Plus you need to look at your emulsifier amount. If you are using Polawax, it’s about 25% the oil phase. So if we remove the cetyl alcohol and reduce butter, we lose 13% of our oil phase, and it becomes a total of 15%. So 25% of that would be 3.75% emulsifier, but I’ll round it up to 4. (If you’re using other emulsifiers, you’ll have to read the manufacturers’ suggestions for usage rates.)

So let’s take a look at our new recipe!


75.5% water
2% sodium lactate or glycerin
10% oils (4% light, 4% medium, 2% heavy, or just 10% of the oil of your choice)
5% shea butter (or butter of choice)
4% emulsifier
0.5 to 1% preservative
1% fragrance or essential oil blend

I’ve increased the water amount to compensate for the reduction in the other ingredients. This should make thinnish lotion.
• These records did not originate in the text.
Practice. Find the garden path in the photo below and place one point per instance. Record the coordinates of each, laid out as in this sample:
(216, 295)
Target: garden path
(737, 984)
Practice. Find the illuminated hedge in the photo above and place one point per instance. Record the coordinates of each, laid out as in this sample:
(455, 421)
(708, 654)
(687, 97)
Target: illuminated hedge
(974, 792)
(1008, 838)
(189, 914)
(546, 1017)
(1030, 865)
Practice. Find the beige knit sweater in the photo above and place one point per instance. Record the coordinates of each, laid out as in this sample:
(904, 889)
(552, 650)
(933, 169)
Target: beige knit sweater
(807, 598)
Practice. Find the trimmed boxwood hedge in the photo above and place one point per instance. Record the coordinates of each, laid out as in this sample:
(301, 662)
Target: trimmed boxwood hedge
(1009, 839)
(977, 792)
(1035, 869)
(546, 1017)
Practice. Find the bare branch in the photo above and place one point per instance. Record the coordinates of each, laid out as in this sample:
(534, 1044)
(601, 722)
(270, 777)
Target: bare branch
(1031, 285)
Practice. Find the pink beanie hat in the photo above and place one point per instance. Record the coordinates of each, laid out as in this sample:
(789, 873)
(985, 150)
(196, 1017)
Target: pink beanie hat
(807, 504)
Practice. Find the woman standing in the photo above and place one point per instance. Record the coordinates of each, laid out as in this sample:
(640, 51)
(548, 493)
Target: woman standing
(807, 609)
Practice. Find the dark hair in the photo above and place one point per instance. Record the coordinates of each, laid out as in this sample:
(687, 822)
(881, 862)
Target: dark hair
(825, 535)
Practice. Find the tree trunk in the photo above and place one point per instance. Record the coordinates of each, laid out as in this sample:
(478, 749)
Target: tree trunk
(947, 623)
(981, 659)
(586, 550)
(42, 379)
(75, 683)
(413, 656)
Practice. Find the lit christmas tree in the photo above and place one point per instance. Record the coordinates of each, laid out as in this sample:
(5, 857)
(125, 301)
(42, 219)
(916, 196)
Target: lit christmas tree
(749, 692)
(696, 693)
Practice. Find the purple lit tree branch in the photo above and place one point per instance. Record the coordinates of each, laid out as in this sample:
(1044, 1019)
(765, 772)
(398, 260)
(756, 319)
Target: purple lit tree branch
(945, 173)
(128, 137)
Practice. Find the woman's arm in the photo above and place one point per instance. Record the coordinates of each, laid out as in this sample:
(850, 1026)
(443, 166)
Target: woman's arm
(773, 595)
Let’s say you’re modifying on the fly and decide to add 80 grams of water to this recipe as you’re making it (or, as often happens to me, your hand slips). Total up what you used in the recipe and divide by the total amount to get your percentage.


80 grams water
2 grams humectant
10 grams oils
5 grams shea butter
4 grams emulsifier
0.5 grams preservative
1 gram fragrance oil
Total 102.5

So divide each ingredient by 102.5 to get your percentage

80 grams water / 102.5 grams = 78.05 grams of water
2 grams humectant / 102.5 grams = 1.95 grams of humectant
and so on…

Or you can just live with it being 102.5% and recognize that if you make a 10 times batch of the stuff you’ll get 1025 grams instead of 1000. (I do this for small amounts over 100%. If you’re at 110%, you’ll want to recalculate the recipe.)